DES RÉPERCUSSIONS SUR L’AVENIR
L’éducation genrée, à savoir faire une distinction entre les deux sexes, peut avoir de profondes répercussions dans la vie des enfants. C’est ce que rappelle Athina Marmorat, la fondatrice de Rêv’Elles, l’association d’aide à l’orientation de jeunes filles, lors de l’une de ses sessions : « Les jeunes filles sont souvent enclines à choisir des métiers d’aide ou de paramédical, comme infirmière ou puéricultrice, ce qui les rend moins représentées dans les postes
décisionnaires.

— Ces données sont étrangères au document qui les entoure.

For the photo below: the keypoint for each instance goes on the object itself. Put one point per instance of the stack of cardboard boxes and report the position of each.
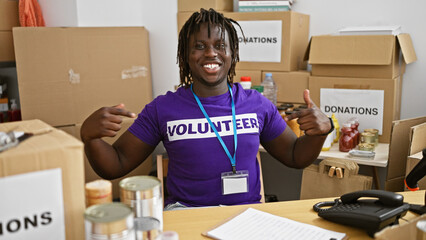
(366, 65)
(65, 74)
(275, 42)
(8, 20)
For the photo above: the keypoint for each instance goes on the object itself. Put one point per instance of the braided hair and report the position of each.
(192, 25)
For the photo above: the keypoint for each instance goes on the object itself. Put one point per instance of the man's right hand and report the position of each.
(104, 122)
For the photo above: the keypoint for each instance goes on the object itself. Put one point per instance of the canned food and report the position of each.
(366, 146)
(109, 221)
(143, 195)
(376, 134)
(98, 191)
(368, 137)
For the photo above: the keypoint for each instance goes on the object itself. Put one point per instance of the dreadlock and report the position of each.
(192, 25)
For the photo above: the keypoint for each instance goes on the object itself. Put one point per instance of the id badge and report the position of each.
(234, 182)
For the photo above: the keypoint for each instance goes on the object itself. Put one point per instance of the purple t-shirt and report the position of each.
(196, 157)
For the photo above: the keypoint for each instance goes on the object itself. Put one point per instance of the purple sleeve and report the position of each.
(274, 124)
(146, 126)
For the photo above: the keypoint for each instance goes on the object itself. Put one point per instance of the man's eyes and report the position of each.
(219, 46)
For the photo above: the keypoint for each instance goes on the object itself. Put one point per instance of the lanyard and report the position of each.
(234, 124)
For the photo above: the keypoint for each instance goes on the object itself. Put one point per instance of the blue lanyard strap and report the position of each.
(234, 124)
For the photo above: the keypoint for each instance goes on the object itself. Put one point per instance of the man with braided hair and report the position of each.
(211, 127)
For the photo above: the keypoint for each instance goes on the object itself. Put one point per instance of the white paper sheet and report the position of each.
(255, 224)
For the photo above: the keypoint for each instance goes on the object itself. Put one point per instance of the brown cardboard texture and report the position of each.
(295, 38)
(64, 74)
(7, 53)
(9, 15)
(398, 152)
(290, 85)
(195, 5)
(255, 75)
(392, 95)
(368, 56)
(91, 175)
(54, 149)
(412, 161)
(401, 231)
(417, 138)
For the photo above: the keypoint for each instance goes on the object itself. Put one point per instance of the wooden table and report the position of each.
(380, 159)
(190, 223)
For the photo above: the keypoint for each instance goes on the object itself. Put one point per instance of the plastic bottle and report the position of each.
(356, 136)
(346, 141)
(336, 127)
(270, 88)
(14, 114)
(245, 82)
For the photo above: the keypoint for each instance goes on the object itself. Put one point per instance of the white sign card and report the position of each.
(263, 41)
(365, 105)
(31, 206)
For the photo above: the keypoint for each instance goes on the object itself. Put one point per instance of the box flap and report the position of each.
(417, 138)
(399, 147)
(407, 48)
(352, 50)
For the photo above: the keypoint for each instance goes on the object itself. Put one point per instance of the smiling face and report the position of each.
(209, 57)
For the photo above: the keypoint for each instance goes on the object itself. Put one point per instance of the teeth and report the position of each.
(211, 66)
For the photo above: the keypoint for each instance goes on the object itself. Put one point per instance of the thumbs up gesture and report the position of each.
(311, 120)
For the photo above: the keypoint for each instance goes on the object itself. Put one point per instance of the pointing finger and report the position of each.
(121, 110)
(307, 98)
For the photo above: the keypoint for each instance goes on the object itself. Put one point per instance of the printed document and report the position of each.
(255, 224)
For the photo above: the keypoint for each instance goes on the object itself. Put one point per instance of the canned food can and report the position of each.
(143, 195)
(376, 134)
(368, 137)
(109, 221)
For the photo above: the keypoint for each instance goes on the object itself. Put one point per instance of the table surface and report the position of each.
(380, 160)
(190, 223)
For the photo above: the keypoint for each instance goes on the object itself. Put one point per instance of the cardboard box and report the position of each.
(417, 138)
(54, 149)
(9, 15)
(65, 74)
(263, 49)
(256, 76)
(290, 85)
(398, 152)
(408, 230)
(195, 5)
(91, 175)
(7, 53)
(416, 146)
(392, 96)
(412, 161)
(98, 13)
(367, 56)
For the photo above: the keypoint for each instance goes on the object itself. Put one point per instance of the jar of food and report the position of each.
(109, 221)
(368, 137)
(366, 146)
(346, 140)
(376, 135)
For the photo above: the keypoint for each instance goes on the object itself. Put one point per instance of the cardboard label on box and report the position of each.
(31, 206)
(364, 105)
(262, 42)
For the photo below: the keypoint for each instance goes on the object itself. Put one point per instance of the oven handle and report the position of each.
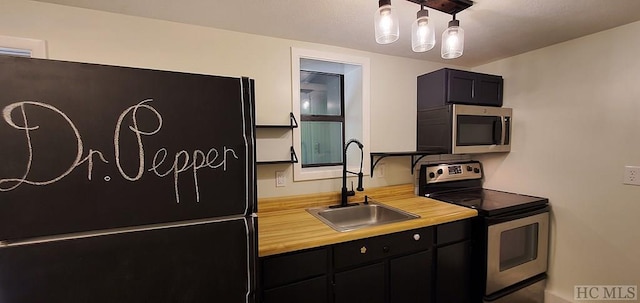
(520, 215)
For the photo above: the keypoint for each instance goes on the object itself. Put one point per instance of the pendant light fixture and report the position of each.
(422, 30)
(423, 35)
(386, 23)
(452, 40)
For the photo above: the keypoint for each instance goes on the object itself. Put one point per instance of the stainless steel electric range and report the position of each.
(511, 232)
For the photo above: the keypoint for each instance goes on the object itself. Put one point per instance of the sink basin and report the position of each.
(359, 216)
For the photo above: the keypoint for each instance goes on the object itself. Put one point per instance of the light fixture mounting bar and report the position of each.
(450, 7)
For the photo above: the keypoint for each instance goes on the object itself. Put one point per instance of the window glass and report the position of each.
(322, 143)
(322, 118)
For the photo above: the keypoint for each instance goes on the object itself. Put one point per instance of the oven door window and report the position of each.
(516, 250)
(478, 130)
(519, 246)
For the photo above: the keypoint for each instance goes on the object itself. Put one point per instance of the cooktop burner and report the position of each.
(488, 201)
(461, 183)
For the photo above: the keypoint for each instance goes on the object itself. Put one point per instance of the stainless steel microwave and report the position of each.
(464, 129)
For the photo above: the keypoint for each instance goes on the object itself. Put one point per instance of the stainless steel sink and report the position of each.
(359, 216)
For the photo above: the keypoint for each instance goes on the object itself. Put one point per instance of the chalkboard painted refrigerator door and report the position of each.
(92, 153)
(204, 262)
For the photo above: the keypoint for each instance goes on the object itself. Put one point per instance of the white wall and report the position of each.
(90, 36)
(576, 125)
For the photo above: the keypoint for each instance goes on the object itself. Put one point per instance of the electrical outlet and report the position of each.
(632, 175)
(281, 179)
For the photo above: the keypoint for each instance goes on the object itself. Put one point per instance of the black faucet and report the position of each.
(345, 192)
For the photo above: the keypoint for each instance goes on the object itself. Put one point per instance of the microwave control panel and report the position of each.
(434, 173)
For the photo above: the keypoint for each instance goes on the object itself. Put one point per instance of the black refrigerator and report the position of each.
(123, 184)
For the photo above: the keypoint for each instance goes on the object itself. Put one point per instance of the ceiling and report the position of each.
(494, 29)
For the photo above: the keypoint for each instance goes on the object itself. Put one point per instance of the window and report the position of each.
(322, 118)
(331, 97)
(23, 47)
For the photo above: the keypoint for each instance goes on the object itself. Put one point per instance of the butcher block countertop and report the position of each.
(284, 225)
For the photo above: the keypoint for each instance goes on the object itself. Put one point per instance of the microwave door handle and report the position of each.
(503, 131)
(506, 130)
(498, 131)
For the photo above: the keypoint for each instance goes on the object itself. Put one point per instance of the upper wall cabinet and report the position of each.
(451, 86)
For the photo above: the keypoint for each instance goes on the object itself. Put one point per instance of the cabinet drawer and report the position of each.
(371, 249)
(453, 232)
(288, 268)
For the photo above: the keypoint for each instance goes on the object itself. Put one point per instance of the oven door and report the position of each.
(517, 248)
(480, 129)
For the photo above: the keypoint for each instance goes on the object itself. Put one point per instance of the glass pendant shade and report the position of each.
(452, 41)
(423, 35)
(386, 23)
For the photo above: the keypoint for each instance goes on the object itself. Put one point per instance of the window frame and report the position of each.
(360, 67)
(328, 118)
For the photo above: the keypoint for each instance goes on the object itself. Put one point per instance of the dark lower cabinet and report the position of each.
(311, 291)
(295, 277)
(362, 284)
(424, 265)
(453, 263)
(453, 276)
(410, 278)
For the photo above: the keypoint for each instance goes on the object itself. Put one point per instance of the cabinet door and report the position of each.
(310, 291)
(453, 273)
(488, 90)
(474, 88)
(461, 87)
(363, 284)
(410, 278)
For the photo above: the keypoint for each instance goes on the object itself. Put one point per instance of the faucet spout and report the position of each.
(345, 191)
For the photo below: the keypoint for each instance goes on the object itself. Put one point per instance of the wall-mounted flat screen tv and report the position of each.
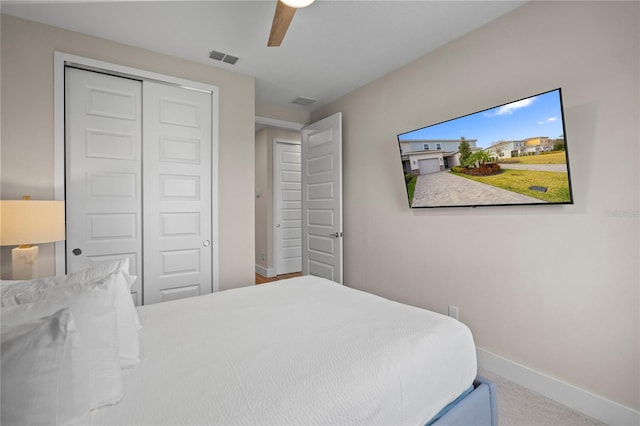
(511, 154)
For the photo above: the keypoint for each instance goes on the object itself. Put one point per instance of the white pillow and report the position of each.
(127, 316)
(44, 373)
(95, 317)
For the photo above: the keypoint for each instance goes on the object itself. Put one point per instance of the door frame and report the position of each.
(274, 206)
(60, 60)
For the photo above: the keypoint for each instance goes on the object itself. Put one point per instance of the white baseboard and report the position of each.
(265, 272)
(592, 405)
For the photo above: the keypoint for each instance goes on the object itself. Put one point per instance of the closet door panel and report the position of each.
(177, 192)
(103, 133)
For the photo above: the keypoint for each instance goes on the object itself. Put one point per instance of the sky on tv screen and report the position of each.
(539, 115)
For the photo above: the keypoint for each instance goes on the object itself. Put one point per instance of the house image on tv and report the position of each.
(530, 146)
(424, 156)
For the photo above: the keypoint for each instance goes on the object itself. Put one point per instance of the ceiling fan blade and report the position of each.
(281, 20)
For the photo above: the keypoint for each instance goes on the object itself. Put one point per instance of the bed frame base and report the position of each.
(478, 408)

Elles ont pour certaines été éduquées dans le schéma qu’une femme aide, soigne, sert… Et pourtant elles ont de meilleurs résultats scolaires que les garçons ! Mais elles manquent encore cruellement de confiance en elles, et c’est ce que nous leur apportons avec nos stages. » Ainsi, pour encourager une future jeune fille dans la conquête de sa vie et de la réussite, il faut donc bien viser les croyances limitantes. Fatna Bouchiche poursuit : « Les cultures maghrébines reposent énormément sur un schéma patriarcal où la jeune fille qui s’en éloigne serait une rebelle. Pour autant, les rebelles sont de plus en plus acceptées et ce, grâce à des rôles modèles, homme comme femme, qui font la différence. Souvent, ce sont les sportifs/ives qui font figures de proue, à l’instar de Sarah Ourahmoune (championne de boxe), de Kamel Ouali (chorégraphe), ou encore de Habiba Ghribi (championne d’athlétisme). » De telles réussites ne doivent plus être des exceptions, mais bien encourager la nouvelle génération à croire en leurs rêves et ambitions, peu importe leur genre !
L’étude qui résume tout !
Comme le révèle une étude Ipsos publiée en novembre 2019, « Partage des tâches ménagères et transmission : regards croisés Enfants-Parents », 60 % des enfants âgés de 8 à 16 ans dressent le constat que c’est leur mère qui, à la maison, fait globalement le plus de choses et gère les tâches ménagères. Celles liées au linge sont majoritairement associées à la mère (85 %), tout comme le nettoyage de la salle de bain (78 %) ou des sols (72 %). Ces enfants estiment qu’ils reproduiront eux-mêmes ce schéma familial dans leur propre foyer. Si les filles semblent plus nuancées, près d’un garçon sur deux déclare que, plus tard, dans son couple, c’est sa conjointe qui s’occupera de la lessive.